Aircraft, long a respite from the constant contact allowed by smartphones, are finally getting connected. Many travelers are already celebrating the newly-relaxed Federal Aviation Administration rules, which allow passengers to use their electronic devices throughout their flights without incurring flight attendants’ wrath.
Gogo, which provides in-flight Internet connections on many major airlines, is giving tech-savvy passengers yet another reason for joy: It’s just about ready to roll out a new app that will allow passengers to exchange text messages with groundlings while they’re tens of thousands of feet in the air.

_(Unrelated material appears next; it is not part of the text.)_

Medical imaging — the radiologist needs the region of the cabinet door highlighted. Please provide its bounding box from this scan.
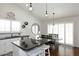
[0,39,12,55]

Here’s how it works: iPhone and Android users (sorry, BlackBerry owners) can install an app that, when opened, looks like a typical texting app. The app asks for permission to access the phone’s contacts list, then lets users seamlessly exchange texts with friends and family. Recipients need not know the text sender is airborne, as the texts appear as they normally would; there’s no need for recipients to also download the app, either.
The app uses airplanes’ pre-existing Wi-Fi systems, which Gogo’s Director of PR & Communications Steve Nolan said was a major selling point with air carriers. More than 2,000 commercial aircraft are already equipped with Gogo’s in-flight Internet system.
Currently in beta and dubbed “Gogo Text & Talk,” the service will likely be rebranded as Gogo Text for the voice call-phobic American air carriers. Gogo recently gave this reporter the chance to try it out aboard its “Gogo Inflight Lab,” a specially-fitted Bombardier Challenger 604 Gogo uses to test its equipment and software.
Flying out from New Jersey’s Newark Liberty Airport, the jet’s Wi-Fi system turned on at 10,000 feet — the same as it would on a commercial flight — and I opened the app. I had to reset my phone once after the app crashed, but once I was past that problem, the app worked mostly as advertised while zipping over Connecticut and New York’s Hudson Valley.
One strange problem: The texts I received would go to my iPhone’s regular inbox, not the Gogo app, and I was sure to test the app with a friend who wasn’t using iMessage. The app is still in beta, so the company has time to sort out minor issues like these. It should also be noted that services that look like SMS text messages but are more advanced — like Apple’s iMessage and competitor WhatsApp — can already be used over aircraft in-flight Internet systems.
Gogo is hoping to roll out the in-flight text services by the first quarter of 2014. Nolan said that “every airline” the company currently has a partnership with is interested in adding the service, and the company believes the demand exists on the consumer end as well. However, Gogo is still determining a business model: It may charge users for the app download, or it may ask users to buy service in-flight at a lower price than it charges for full Wi-Fi connectivity. For some, a small charge would likely be well worth maintaining ground contact while soaring the friendly skies. Others, though, might see fit to leave flights an airborne island of isolation.